Erken çocukluk çağlarından itibaren yaşadıkları, sadece
kendi hayatlarından değil diğer insanların hayatlarından da öğrendikleri, belki
de geçmiş travmaları onları kaygılanmaya yatkın kişiler haline getirmiş
olabilir. Bu durumu zayıflıktan ziyade duyarlılık ya da yatkınlık olarak
tanımlamak daha gerçekçi olacaktır."
SAĞLIK
BAKANLIĞI'NIN UYARILARI VE BİLGİ KİRLİLİĞİ
Bilgi kirliliğinin ruh sağlığı üzerindeki olumsuz
etkilerine değinen Dr. Öğr. Üyesi Öztürk, şöyle konuştu:
"Dijital çağın önemli sorunu haline gelen bilgi
kirliliğinin bu global krizde olmaması şaşırtıcı olacaktı ama maalesef
şaşırmadık. Bu salgında yine bilgi kirliliği bombardımanına maruz kalıyoruz. Bu
durum hem bireysel olarak hem de toplumsal olarak süreci yönetmemizi olumsuz
etkiliyor. Resmi ve güvenilir kaynaklardan teyit edilmeyen sansasyonel
bilgilere bir şekilde kaçınılmaz olarak maruz kaldığımızda en azından bunun
yayılmasına aracılık etmemek yapılması gereken en basit ve doğru tutum
olacaktır.
Sağlık Bakanlığı'nca yapmamız ve yapmamamız gerekenler
konusunda yeterli düzeyde aydınlatıldığımıza inanıyorum. Bu tedbirleri
önemseyip özen göstermek yapıcı kaygının ürünüdür. Hem fiziksel hem de ruhsal
sağlığımıza olumlu etki ederek bu krizden en az zararla çıkmamızı
sağlayacaktır. Bu tedbirlerin ötesinde aşırı çabalar, ek tıbbi katkı
sağlamadığı gibi patolojik kaygımızı beslemekten ve ruh sağlığımızı bozmaktan
başka bir işe de yaramayacaktır."
KORONAVİRÜSSALGINI
BİZLERE NE DİYOR?
"Belki de bu salgın bizlere bir şeyleri anımsatmaya
vesile olabilir ya da öğrenmemiz gereken yeni şeyler var bu krizden" diyen Dr.

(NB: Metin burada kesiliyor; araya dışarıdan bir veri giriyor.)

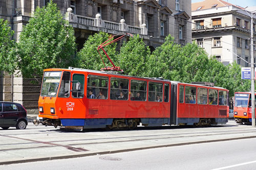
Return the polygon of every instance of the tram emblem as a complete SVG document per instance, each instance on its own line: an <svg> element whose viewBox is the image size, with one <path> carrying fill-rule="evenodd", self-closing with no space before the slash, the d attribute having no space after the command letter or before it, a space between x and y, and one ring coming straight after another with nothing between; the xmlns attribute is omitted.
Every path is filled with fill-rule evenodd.
<svg viewBox="0 0 256 170"><path fill-rule="evenodd" d="M67 107L75 107L75 103L67 102Z"/></svg>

Öğr. Üyesi Öztürk, bunları şöyle sıraladı:
"Mesela gezegende sadece insanoğlunun var olmadığını
hatırlatıyor olabilir. Uzun zamandır sarılmayı unuttuğumuz, bu günlerde ise
zorunlu olarak uzak durduğumuz aile büyüklerimizi ya da hastalığı olan riskli
yakınlarımızın kıymetini anımsatıyor olabilir. Teknolojik cihazlarla iletişime
geçmenin bağ kurmak olmadığını, sağlık çalışanlarıyla aynı safta yer aldığımızı
ve bir ötekine muhtaç olduğumuzu anlamamıza yardımcı olabilir."
TÜRKİYE
PSİKİYATRİ DERNEĞİ'NİN KORONAVİRÜS SALGINI ÖNERİLERİ
Türkiye Psikiyatri Derneği'nin
yeni koronavirüs salgını ile ilgili önerilerine değinen Dr. Öğr. Üyesi
Öztürk, sözlerini şöyle tamamladı:
" COVID-19'la ilgili medya yayınlarına gereğinden fazla
maruz kalmaktan kaçının.
Bedeninize iyi bakın. Sağlıklı, dengeli yemekler yemeye
çalışın, düzenli egzersiz yapın, bolca uyuyun, alkol ve uyuşturuculardan
kaçının.
Rahatlamak için zaman ayırın ve yoğun duyguların
geçeceğini kendinize hatırlatın.
Haberleri izlemeye, okumaya ya da dinlemeye mola verin.
Tekrarlayan biçimde krizi duymak ve görüntüleri görmek üzücü olabilir.
Normal yaşamınıza dönmek için hoşlandığınız diğer bazı
etkinlikleri yapmaya çalışın.
Diğer kişilerle bağlantı kurun. Endişelerinizi ve nasıl
hissettiğinizi bir arkadaşınız ya da aile üyenizle paylaşın. Sağlıklı
ilişkileri sürdürün.
Umut duygusunu koruyun ve olumlu düşünmeyi sürdürün."